A Câmara aprovou nesta quarta-feira a MP (Medida Provisória) do Frete, mas com diversas alterações com relação ao texto editado pelo presidente Lula (PT). A matéria estabelece medidas para endurecer as regras do transporte de cargas e reforçar o cumprimento do piso da categoria, mas passou com um "jabuti" para anistiar caminhoneiros que fecharam as rodovias em 2022.
"Ficam anuladas as multas aos transportadores de cargas, pessoas físicas e jurídicas, e a motoristas que tenham sido penalizados em decorrência de sua participação em manifestações, bloqueios ou atos correlatos ocorridos no território nacional no ano de 2022", diz o texto do relator, o deputado Zé Trovão (PL-SC).
Em 2022, caminhoneiros fizeram bloqueios de rodovias em manifestação contra o resultado da eleição.
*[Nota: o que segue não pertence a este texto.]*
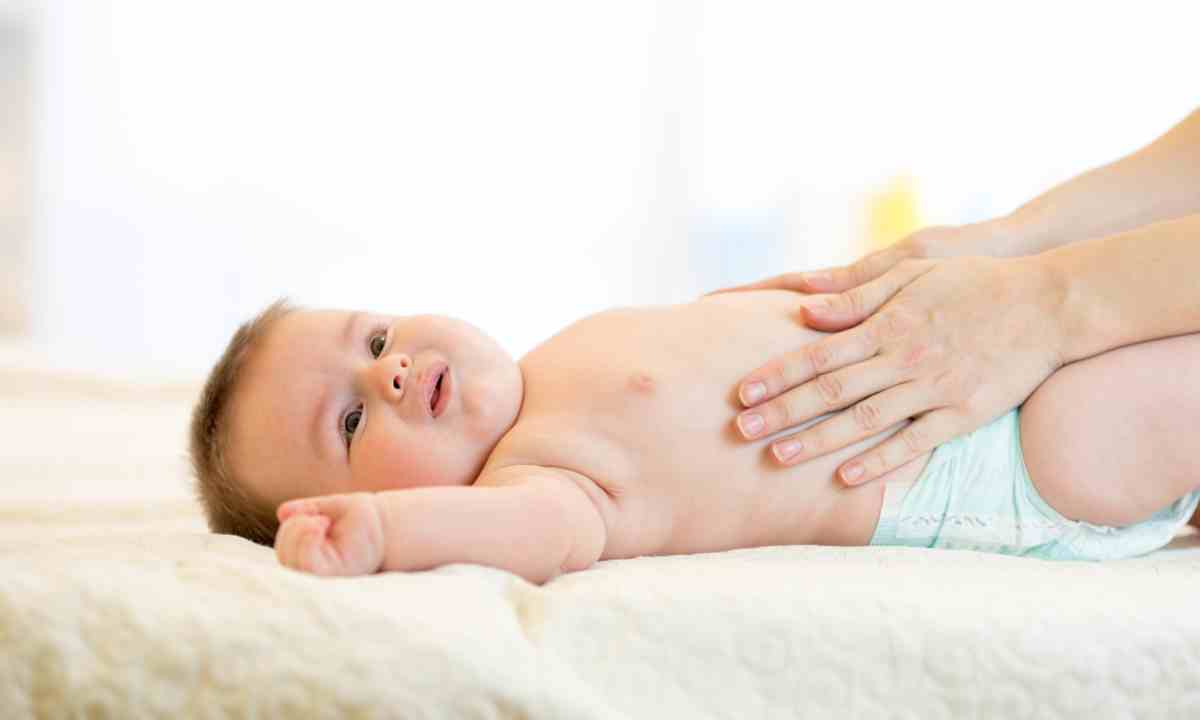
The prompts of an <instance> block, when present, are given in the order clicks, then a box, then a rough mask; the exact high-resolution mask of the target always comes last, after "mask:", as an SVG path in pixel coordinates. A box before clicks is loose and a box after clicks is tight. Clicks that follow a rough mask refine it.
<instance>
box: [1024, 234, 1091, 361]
mask: <svg viewBox="0 0 1200 720" xmlns="http://www.w3.org/2000/svg"><path fill="white" fill-rule="evenodd" d="M1070 260H1072V258H1070V257H1069V254H1067V253H1062V252H1057V251H1056V250H1049V251H1045V252H1040V253H1037V254H1028V256H1019V257H1015V258H1013V262H1015V263H1018V265H1019V266H1020V268H1021V270H1020V271H1021V272H1022V275H1025V276H1026V277H1028V278H1030V280H1031V282H1032V288H1033V289H1032V290H1031V293H1032V295H1033V301H1034V304H1036V305H1037V307H1038V308H1039V312H1040V313H1042V316H1043V317H1044V318H1045V319H1046V332H1048V337H1046V340H1045V342H1048V343H1049V344H1050V348H1051V349H1052V352H1054V355H1055V358H1056V361H1057V366H1058V367H1062V366H1063V365H1067V364H1069V362H1074V361H1076V360H1082V359H1084V358H1087V356H1090V355H1092V354H1093V353H1092V352H1091V350H1090V349H1088V337H1090V336H1091V334H1090V331H1088V329H1090V324H1088V312H1087V310H1088V308H1087V302H1086V301H1085V300H1084V298H1082V295H1084V287H1082V283H1081V282H1080V278H1079V276H1078V272H1075V271H1073V264H1072V262H1070Z"/></svg>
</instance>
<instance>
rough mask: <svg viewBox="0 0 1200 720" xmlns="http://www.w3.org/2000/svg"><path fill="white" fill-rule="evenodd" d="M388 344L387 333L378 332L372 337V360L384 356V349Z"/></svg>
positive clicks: (371, 347)
mask: <svg viewBox="0 0 1200 720" xmlns="http://www.w3.org/2000/svg"><path fill="white" fill-rule="evenodd" d="M386 344H388V334H386V332H377V334H374V335H372V336H371V343H370V347H371V356H372V358H378V356H379V355H382V354H383V348H384V346H386Z"/></svg>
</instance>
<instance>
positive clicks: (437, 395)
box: [430, 371, 446, 413]
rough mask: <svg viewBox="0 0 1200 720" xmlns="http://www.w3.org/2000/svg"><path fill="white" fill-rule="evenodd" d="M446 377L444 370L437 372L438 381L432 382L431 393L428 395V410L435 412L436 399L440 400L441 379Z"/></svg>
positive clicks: (441, 387)
mask: <svg viewBox="0 0 1200 720" xmlns="http://www.w3.org/2000/svg"><path fill="white" fill-rule="evenodd" d="M445 377H446V373H445V371H442V372H439V373H438V382H437V383H434V384H433V395H431V396H430V412H431V413H437V407H438V401H439V400H442V379H443V378H445Z"/></svg>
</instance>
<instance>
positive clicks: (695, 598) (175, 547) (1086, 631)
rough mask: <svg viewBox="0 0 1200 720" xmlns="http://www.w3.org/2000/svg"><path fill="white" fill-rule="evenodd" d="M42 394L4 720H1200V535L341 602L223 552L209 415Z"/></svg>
mask: <svg viewBox="0 0 1200 720" xmlns="http://www.w3.org/2000/svg"><path fill="white" fill-rule="evenodd" d="M34 384H35V385H36V383H34ZM14 386H23V388H24V389H23V390H20V391H19V392H18V391H16V390H13V388H14ZM29 386H30V383H28V382H26V383H24V384H23V383H20V382H18V383H16V385H14V384H13V383H11V382H10V383H8V388H7V394H6V390H5V383H4V382H2V378H0V432H4V433H5V437H6V438H8V440H6V443H5V448H6V449H5V452H4V456H2V457H0V478H2V479H4V485H2V486H0V488H2V490H0V492H2V494H0V499H2V504H0V650H2V652H0V708H2V710H0V715H2V716H5V718H24V716H72V715H80V716H112V718H138V716H164V718H174V716H215V718H220V716H235V718H242V716H246V718H251V716H253V718H294V716H335V715H337V716H360V715H361V716H379V718H392V716H395V718H460V716H461V718H755V719H757V718H772V719H773V718H793V716H814V718H823V716H828V718H844V716H862V718H876V716H900V718H965V716H984V718H1051V719H1054V718H1080V716H1088V718H1129V716H1156V718H1157V716H1162V718H1184V716H1194V712H1195V708H1198V707H1200V612H1196V607H1198V598H1200V536H1198V535H1187V536H1182V538H1180V539H1177V540H1176V541H1175V544H1172V546H1171V547H1170V548H1166V550H1164V551H1159V552H1158V553H1154V554H1152V556H1148V557H1146V558H1139V559H1135V560H1126V562H1117V563H1108V564H1076V563H1045V562H1039V560H1026V559H1019V558H1009V557H998V556H984V554H977V553H970V552H952V551H920V550H910V548H846V550H844V548H820V547H770V548H757V550H745V551H737V552H726V553H715V554H703V556H677V557H659V558H640V559H634V560H613V562H604V563H599V564H598V565H595V566H594V568H593V569H590V570H588V571H584V572H576V574H570V575H566V576H562V577H559V578H557V580H554V581H553V582H551V583H548V584H546V586H544V587H535V586H530V584H528V583H526V582H523V581H521V580H520V578H516V577H515V576H511V575H509V574H506V572H502V571H498V570H493V569H487V568H480V566H473V565H451V566H446V568H442V569H438V570H434V571H431V572H420V574H389V575H380V576H373V577H362V578H354V580H320V578H316V577H311V576H305V575H300V574H295V572H292V571H287V570H283V569H281V568H280V566H278V565H277V564H276V563H275V559H274V554H272V553H271V552H270V551H269V550H266V548H263V547H258V546H254V545H251V544H248V542H245V541H242V540H239V539H235V538H230V536H220V535H211V534H206V533H204V530H203V524H202V523H200V520H199V515H198V512H197V509H196V506H194V504H193V503H192V502H191V499H190V498H188V494H187V493H188V488H187V484H186V481H185V475H184V469H182V468H184V464H182V458H181V448H182V438H184V428H185V422H186V414H187V400H190V395H188V394H179V392H176V394H174V395H172V394H162V392H160V394H158V395H155V392H150V391H143V390H138V389H128V390H127V391H125V392H112V394H107V395H103V396H98V395H96V394H90V395H89V394H74V395H72V392H64V391H62V390H61V389H60V390H56V391H55V394H47V392H32V391H30V390H29ZM30 419H34V420H41V421H47V420H49V421H53V422H54V424H52V425H49V426H47V425H43V424H42V422H34V424H32V425H30V422H29V420H30ZM53 428H58V434H56V436H55V434H54V430H53ZM62 428H66V430H62ZM122 433H124V434H122ZM54 437H58V439H54ZM13 438H16V439H13ZM48 438H49V439H48ZM10 442H12V443H13V444H12V445H8V443H10Z"/></svg>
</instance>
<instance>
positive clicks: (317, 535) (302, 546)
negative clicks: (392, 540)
mask: <svg viewBox="0 0 1200 720" xmlns="http://www.w3.org/2000/svg"><path fill="white" fill-rule="evenodd" d="M278 518H280V532H278V534H277V535H276V536H275V554H276V557H278V559H280V563H281V564H283V565H286V566H288V568H293V569H295V570H302V571H306V572H312V574H314V575H368V574H371V572H376V571H377V570H379V568H380V566H382V565H383V552H384V533H383V517H382V514H380V511H379V505H378V503H377V502H376V496H374V494H372V493H368V492H356V493H352V494H336V496H322V497H317V498H301V499H299V500H290V502H287V503H283V504H282V505H280V509H278Z"/></svg>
Lideranças do grupo, inclusive o agora deputado Zé Trovão, não aceitaram a vitória de Lula.
"Jabuti", no jargão do Congresso, é um dispositivo de interesse de deputados incluído em uma proposta sem relação direta com o tema.
O texto da MP, que se aprovada no Senado se tornará lei, obriga o cadastro prévio das operações de transporte rodoviário remunerado de cargas, através do Código Identificador da Operação de Transporte.
O projeto também determina a elaboração de uma planilha de frete mínimo com base em custos operacionais totais. O documento determina que, caso o preço do combustível oscile 5% ou mais, haja um reajuste no piso em até três dias úteis.
O preço seria ajustado pela ANTT (Agência Nacional de Transportes Terrestres) e pela Infra S.A., empresa pública de planejamento e inovação para o setor de transportes.
O texto também estabelece uma punição para empresas que descumprirem as regras. Há previsão de suspensão cautelar do registro no RNTRC (Registro Nacional de Transportadores Rodoviários de Cargas) até o cancelamento da autorização para atuar no setor por até dois anos. A regra não vale para transportadores autônomos.
A proposta aprovada prevê de R$ 100 mil a R$ 1 milhão para os casos de reincidência do descumprimento do piso. Além disso, ficou estabelecido o piso salarial nacional de R$ 5.000 para motoristas profissionais empregados em transporte de longa distância.
O texto também cria o Procargas (Programa de Apoio ao Desenvolvimento do Transporte de Cargas Nacional) para a modernização e renovação da frota nacional, além a implantação, ampliação, manutenção e operação de PPDs (Pontos de Parada e Descanso).
O deputado Zé Trovão ainda tentou incluir a possibilidade de cooperativas, sindicatos e associações instalarem postos de abastecimento para a própria frota. A medida causou má reação no setor de combustíveis, que temia dificuldade na fiscalização, principalmente sobre o cumprimento da taxa de mistura do biodiesel.
Essa autorização não encontrava amparo no conteúdo original da MP e acabou sendo retirada de última hora pelo deputado. Até a votação, o parecer sofreu seis alterações, três delas sendo publicadas horas antes de o texto ir ao plenário.